I wish I could report that his life was the only one taken by self-immolation, but they have continued to increase since 2009 and a confounding 122 cases have been confirmed to date. This is no small number and it clearly shows the desperation and repression of those in Tibet. In what is another constraint to human rights, recent reports confirm friends and relatives of self-immolators are now being subject to sentencing by Chinese authorities for alleged association with the self-immolators.
Tibet’s spiritual leader, His Holiness the 14th Dalai Lama, has travelled the globe seeking compassion and peaceful solutions for his country in exile. This year I once again had the privilege to meet His Holiness here in Australia. His struggle for liberation of Tibet has always strongly opposed the use of violence. His Holiness understands the power of universal responsibility for all things and through his leadership he has actively pursued peaceful solutions to human rights abuses.
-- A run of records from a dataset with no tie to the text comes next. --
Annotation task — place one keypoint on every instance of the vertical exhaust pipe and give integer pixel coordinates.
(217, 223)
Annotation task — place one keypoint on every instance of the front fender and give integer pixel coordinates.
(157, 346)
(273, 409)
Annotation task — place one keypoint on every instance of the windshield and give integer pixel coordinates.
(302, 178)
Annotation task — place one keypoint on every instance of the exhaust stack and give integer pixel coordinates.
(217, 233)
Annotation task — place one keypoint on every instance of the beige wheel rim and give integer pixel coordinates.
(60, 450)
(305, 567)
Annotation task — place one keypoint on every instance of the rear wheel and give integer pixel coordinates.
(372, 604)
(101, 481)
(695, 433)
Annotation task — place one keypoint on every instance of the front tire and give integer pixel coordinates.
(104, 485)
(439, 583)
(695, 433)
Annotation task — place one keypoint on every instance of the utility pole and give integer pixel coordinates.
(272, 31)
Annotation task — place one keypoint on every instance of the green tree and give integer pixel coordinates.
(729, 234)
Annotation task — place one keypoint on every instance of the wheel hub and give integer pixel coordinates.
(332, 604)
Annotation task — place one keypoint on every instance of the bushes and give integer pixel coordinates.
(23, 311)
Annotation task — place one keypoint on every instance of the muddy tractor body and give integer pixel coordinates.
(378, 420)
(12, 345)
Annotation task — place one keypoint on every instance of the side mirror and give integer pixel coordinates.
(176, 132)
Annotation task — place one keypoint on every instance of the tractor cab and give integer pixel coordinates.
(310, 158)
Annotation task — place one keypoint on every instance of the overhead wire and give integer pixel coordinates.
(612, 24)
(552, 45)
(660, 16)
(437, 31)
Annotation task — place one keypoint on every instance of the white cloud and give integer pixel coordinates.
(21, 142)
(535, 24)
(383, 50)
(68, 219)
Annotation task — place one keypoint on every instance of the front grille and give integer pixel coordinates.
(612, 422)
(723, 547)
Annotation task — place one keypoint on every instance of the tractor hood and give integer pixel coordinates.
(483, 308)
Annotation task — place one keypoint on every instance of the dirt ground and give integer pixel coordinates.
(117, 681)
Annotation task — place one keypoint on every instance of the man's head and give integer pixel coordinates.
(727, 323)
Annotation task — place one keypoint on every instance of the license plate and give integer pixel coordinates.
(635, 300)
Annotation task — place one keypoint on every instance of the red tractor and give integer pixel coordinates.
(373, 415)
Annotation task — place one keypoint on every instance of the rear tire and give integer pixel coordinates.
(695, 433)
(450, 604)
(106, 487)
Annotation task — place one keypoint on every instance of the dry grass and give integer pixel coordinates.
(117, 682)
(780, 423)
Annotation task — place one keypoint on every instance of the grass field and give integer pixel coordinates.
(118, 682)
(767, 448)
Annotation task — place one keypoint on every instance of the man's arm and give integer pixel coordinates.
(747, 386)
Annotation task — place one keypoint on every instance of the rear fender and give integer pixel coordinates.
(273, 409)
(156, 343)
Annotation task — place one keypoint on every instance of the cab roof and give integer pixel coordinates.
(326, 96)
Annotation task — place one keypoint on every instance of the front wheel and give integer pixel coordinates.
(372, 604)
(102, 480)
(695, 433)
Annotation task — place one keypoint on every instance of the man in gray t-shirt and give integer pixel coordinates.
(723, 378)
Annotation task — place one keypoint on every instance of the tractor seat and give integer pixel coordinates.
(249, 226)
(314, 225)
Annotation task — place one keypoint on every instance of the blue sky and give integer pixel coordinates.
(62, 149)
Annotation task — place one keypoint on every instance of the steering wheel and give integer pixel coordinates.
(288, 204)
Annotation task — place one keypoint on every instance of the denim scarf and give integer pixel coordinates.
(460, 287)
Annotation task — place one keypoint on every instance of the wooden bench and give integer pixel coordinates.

Today is the 24th anniversary of the conferment of the Nobel Peace Prize on His Holiness. In 1989 the Norwegian Nobel Committee declared His Holiness worthy of this prestigious prize. I believe, and I am sure many will agree, that his leadership through non-violent action and spiritual guidance to the Tibetan people is most commendable and worthy of global recognition. During his acceptance speech the Dalai Lama spoke of cultivating a universal responsibility and said: I believe all suffering is caused by ignorance. People inflict pain on others in the selfish pursuit of their happiness or satisfaction. Yet true happiness comes from a sense of brotherhood and sisterhood. We need to cultivate a universal responsibility for one another and the planet we share.
These words are valuable and worth reflecting on, particularly today as we mark Human Rights Day and celebrate the anniversary of the establishment of the High Commissioner for Human Rights. Today as we acknowledge Human Rights Day we should acknowledge the ongoing struggle of those living in Tibet. We should not only acknowledge but also commit to act on their behalf.